SHAKMA (aka NEMESIS, PANIC IN THE TOWER, 1990)

Streaming on Tubi!
Directed by Hugh Parks, Tom Logan
Written by Roger Engle
Starring Christopher Atkins, Amanda Wyss, Ari Meyers, Roddy McDowall, Robb Edward Morris, Tre Laughlin, Greg Flowers, Ann Kymberlie, Donna Jarrett & Typhoon as Shakma!

One absolutely insane monkey makes SHAKMA a goofy but effective little monster on the loose movie!

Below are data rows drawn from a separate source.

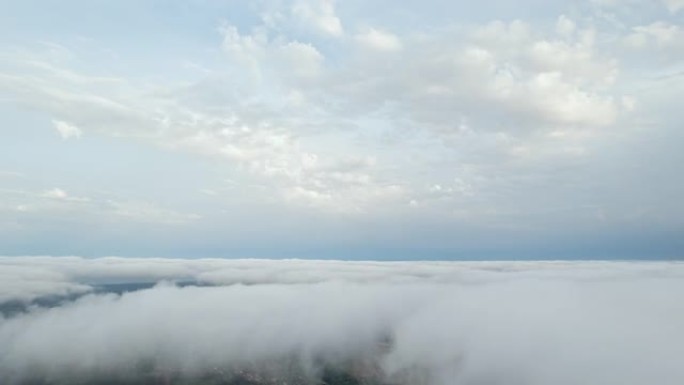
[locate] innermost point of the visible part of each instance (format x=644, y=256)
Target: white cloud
x=674, y=6
x=320, y=15
x=659, y=34
x=66, y=130
x=380, y=40
x=436, y=323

Experimenting on a chip in the brain that manages aggression, researcher Professor Sorenson (Roddy McDowall) and his students play a role-playing D&D style game in their free time, locking down the building they experiment on apes in, wandering around in the dark with walkie talkies and collecting imaginary treasure. Turns out the experiments sometimes have the opposite effect on the apes, and a particularly fiery babboon named Shakma has to be put down after he attacks one of the students. But death didn’t take for Shakma, and while the students are nerding it up in the dark hallways of the locked down building, Shakma is stalking them and ready to go primal on them until they croak.

The best thing about this film is the fact that the monkey is absolutely insane. Using a real baboon named Typhoon whenever they could, watching the bulbous-assed and fuzzy-haired monkey charge toward the kids is nightmare fuel. There are multiple instances when Shakma goes totally apeshit, banging on a door full of teeth, monkey fists, and claws that shows a level of aggression I have never seen in an animal. Had it been CG or a puppet, I don’t think it would have had the same effect. Turns out, a little research tells me that a female baboon was placed on the other side of the door for those spaz-out scenes, so it’s no wonder the horny monster’s acting abilities were so convincing. Still, simply seeing a real ape barrel down a hallway after these clueless kids is worth the price of admission alone.

The problem is that this film is repetitious as all get out. Shakma bangs against doors over and over and over again. He chases folks down halls as if the movie I watched was skipping. Much of the plot with the dimwitted kids involved doing and redoing things in order to trick Shakma and it really bogs down the story to a staggeringly slow pace. The attacks are brutal, though, and the effects are quite effective, but after seeing Shakma do his thing thrice or four times, it gets rather tedious.

The ending of SHAKMA does have some teeth, though. No one really gets out unscathed here, and it’s interesting to see this “monster in the house” film end so bleakly, especially since some of the cast, BLUE LAGOON’s Christopher Atkins, A NIGHTMARE ON ELM STREET’s Amanda Wyss, and a schoolboy crush of mine, KATE & ALLY’s Ari Meyers, were pretty well known at the time. SHAKMA feels a bit antiquated with the remedial computer graphics as well as the quaint use of AD&D, still the monkey stuff rocks. All in all, SHAKMA delivers a lot of scares (though at times it feels as if they are on repeat), and that monkey is one insane animal I would never want to meet in a dark or lit alley.